Quando o policial disse isso, senti um arrepio percorrer toda a espinha dorsal e pensei, estou transportando um fantasma. Imediatamente vieram à lembrança todas as fantásticas histórias de aparições, de comunicação com mortos, encontros inusitados etc. os solavancos do carro avisaram que havíamos deixado a Paraíba e seus tapetes de asfalto. As estradas de Pernambuco feitas com blocos de concreto estão sempre mal cuidadas e pela falta de manutenção a buraqueira é um perigo constante, mas a presença do fantasma não me animou a diminuir a velocidade.
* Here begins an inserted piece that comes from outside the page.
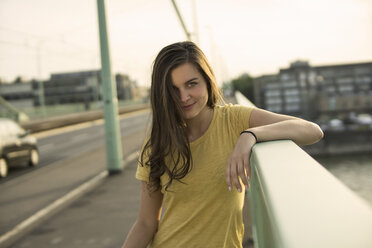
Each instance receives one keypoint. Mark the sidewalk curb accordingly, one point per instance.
(26, 226)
Estávamos perto dos cem quilômetros por hora. Num tranco mais forte o policial advertiu.

- É melhor diminuir a velocidade. Eu já escapei de um acidente hoje, não preciso de outro.

Ainda desconfiado, aliviei o pé do acelerador e o policial continuou.

- Eu estava no meio da pista voltando para o posto quando aconteceu.

Com a voz embargada pelo medo, perguntei como foi isso?

- Parece que o pessoal da caminhonete de cabine dupla é desses de roubo de carga. O carro da Rodoviária vinha em perseguição e eles se atravessaram na frente do ônibus que estava cortando os dois carros pequenos. A caminhonete foi batida de lado e capotou várias vezes na pista. No reflexo o motorista do ônibus puxou para o acostamento e os dois carros pequenos se engavetaram entres as rodas do ônibus que virou na pista. A caminhonete da polícia que vinha atrás, não conseguiu desviar e entrou pelo para brisa traseiro dele. Eu não sei como foi que tive agilidade para correr até ficar por trás do posto policial. Um dos policiais da perseguição era meu primo. Aí eu tive uma crise nervosa quando o vi morto, os colegas me deram um calmante e o tenente, aquele que fez sinal quando o senhor passou, mandou-me para casa.

- Quer que lhe deixe na porta de sua casa?

- Não tem necessidade. A minha casa é logo atrás desse primeiro posto. Muito obrigado e corra menos.

A recomendação foi desnecessária, eu não precisava correr mais. Para que a pressa, se meu passageiro quase fantasma já havia descido.